This guava paste recipe offsets the sweetness of the guava & sugar with tart rosella flowers. The colour of the fruit paste is reminiscent to quince paste, and you use it in exactly the same way, particularly good paired with cheese, a dessert known as romeu e julieta.
Guava and rosella paste spiced w/ clove and pepper
800g Hawaiian guava, peeled, desseded and cut into 1-2cm cubes
200g rosella flowers, deseeded
2 cups water
800g white sugar
1 tsp clove powder
1 tsp cracked pepper
juice of 1 lemon
1. Place the guava, rosella flowers, and water into a large preserving pan. Cook for 20 minutes until the fruit is soft. Remove from the heat and cool until safe to process with a stick blender.
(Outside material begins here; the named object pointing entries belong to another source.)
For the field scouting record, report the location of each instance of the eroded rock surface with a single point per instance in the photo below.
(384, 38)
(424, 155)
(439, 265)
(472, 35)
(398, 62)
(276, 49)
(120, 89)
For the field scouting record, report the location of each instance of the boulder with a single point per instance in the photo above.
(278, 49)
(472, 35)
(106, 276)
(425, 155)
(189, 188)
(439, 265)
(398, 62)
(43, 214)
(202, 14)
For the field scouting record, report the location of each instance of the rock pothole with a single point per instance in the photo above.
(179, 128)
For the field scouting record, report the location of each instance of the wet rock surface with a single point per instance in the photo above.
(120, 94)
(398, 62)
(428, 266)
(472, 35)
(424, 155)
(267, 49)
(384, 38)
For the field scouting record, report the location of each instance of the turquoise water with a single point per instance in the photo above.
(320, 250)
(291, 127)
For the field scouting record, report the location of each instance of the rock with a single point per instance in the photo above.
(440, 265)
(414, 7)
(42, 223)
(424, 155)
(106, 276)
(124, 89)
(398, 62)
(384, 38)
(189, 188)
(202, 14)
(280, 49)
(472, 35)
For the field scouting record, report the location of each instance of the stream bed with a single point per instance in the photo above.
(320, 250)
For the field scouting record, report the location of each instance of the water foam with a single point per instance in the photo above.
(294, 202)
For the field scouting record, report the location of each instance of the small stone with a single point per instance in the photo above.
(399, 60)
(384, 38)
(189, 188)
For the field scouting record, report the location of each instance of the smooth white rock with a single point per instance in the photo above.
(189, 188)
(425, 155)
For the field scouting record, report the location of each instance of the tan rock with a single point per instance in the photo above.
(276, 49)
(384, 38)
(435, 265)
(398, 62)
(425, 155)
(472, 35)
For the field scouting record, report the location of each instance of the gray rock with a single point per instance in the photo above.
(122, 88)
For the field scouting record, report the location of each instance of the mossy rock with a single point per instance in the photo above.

2. Pass through a sieve or food mill.
3. Return to cleaned pan and add sugar, spices and lemon juice. Cook over a gentle heat stirring frequently to avoiding burning the fruit (and having to clean a burnt pan!). Reduce until the mix comes away from the edge of the pan, or a wooden spoon on the base of the pan makes a temporary path.
4. Place mix in lined or oiled moulds. Place in the fridge to set. To de-mould pour boiling water on the base of the mould and pop out. Store in the fridge.